Application Level Encryption: So far, we have discussed patterns regarding how to protect data in transit using VPC Endpoints. This makes sure that traffic is routed privately and where FIPS enabled endpoints play an important role. Application-level or client-side encryption is another factor to consider when storing/processing highly regulated data. For application-level encryption, consider using client-side encryption, such as AWS KMS managed encryption keys. Many of the AWS SDKs support varying encryption levels, as outlined on the AWS Security Blog. A good starting point would be to review the AWS Encryption SDK, which is a client-side encryption library that lets developers focus on their application functionality while leveraging industry standards and best practices for client-side encryption.

A good use case for encrypting data client-side is when processing data using AWS Lambda. Lambda provides numerous storage options to store data, such as Amazon S3, Amazon Elastic File System (EFS), or the /tmp directory. There may be scenarios where your function must temporarily store data in the /tmp directory. This directory is provided as part of the Lambda execution environment, and it is considered ephemeral with a fixed size of 512 MB. Since this directory is not encrypted, sensitive data should first be encrypted client-side. One solution is to use the AWS Encryption SDK and KMS and decrypt the data within your function.

Data at Rest: When storing regulated data at rest on data stores, such as Amazon S3, EFS or EBS, data should be encrypted using AWS KMS. The AWS KMS service provides native hardware security modules (HSMs) that have been validated by FIPS 140-2. Enterprises that have numerous accounts, or are concerned about enforcing these policies, should consider using IAM condition keys or defining service control policies within AWS Organizations. For example, to make sure of the enforcement of an Amazon EFS filesystem, you can use the elasticfilesystem: Encrypted IAM condition key in AWS Identity and Access Management (IAM) identity-based policies to control whether users can create Amazon EFS file systems that are encrypted at rest. Similarly, this can be done with both Amazon S3 and EBS.
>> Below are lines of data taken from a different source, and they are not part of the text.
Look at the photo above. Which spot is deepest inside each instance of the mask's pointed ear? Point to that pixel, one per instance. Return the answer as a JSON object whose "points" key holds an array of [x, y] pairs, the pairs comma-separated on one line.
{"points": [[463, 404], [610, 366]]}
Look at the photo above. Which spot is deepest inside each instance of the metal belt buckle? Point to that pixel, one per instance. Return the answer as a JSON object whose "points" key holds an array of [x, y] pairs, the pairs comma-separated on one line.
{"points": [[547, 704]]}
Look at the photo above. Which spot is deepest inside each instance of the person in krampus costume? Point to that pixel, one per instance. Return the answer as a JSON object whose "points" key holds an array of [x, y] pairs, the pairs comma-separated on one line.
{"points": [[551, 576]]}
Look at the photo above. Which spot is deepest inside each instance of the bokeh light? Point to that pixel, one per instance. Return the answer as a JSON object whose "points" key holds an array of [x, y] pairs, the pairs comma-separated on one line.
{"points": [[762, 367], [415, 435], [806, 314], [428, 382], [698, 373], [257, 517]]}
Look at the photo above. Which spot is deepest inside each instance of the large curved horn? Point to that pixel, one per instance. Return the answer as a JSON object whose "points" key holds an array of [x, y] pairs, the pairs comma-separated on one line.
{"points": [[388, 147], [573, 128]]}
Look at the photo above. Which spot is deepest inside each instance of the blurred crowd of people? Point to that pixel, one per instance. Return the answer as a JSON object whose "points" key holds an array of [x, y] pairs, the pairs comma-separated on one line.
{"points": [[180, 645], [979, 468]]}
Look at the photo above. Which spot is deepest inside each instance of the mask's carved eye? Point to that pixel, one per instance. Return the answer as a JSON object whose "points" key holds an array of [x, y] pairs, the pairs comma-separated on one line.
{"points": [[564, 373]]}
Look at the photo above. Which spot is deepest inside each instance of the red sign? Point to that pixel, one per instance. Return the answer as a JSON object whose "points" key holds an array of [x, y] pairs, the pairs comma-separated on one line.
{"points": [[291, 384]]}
4. Use AWS Service Catalog to enable approved AWS resources

Enterprises have increasingly been adopting a centralized cloud delivery model. In this model, the central body is responsible for setting up the cloud footprint (e.g., AWS Control Tower, AWS Landing Zone, VPC), usage guardrails, and centralized security and monitoring systems. On the other hand, the business units are responsible for developing their application within the boundaries set by the common control teams.

The pattern covered here is how to use the AWS Service Catalog to enable automated enforcement of approved AWS resources for the organization. AWS Service Catalog lets organizations create and manage catalogs of IT services that are approved for use on AWS.

Provisioning secure baselined accounts for workloads: After Enterprise CCOE has a pattern for a compliant workload, the pattern is easily consumable by the business teams using the AWS Service Catalog. This provides an internal, controlled list of application templates that teams can deploy. Similar functionality can be found in services such as AWS Proton, which provides approved container workload patterns.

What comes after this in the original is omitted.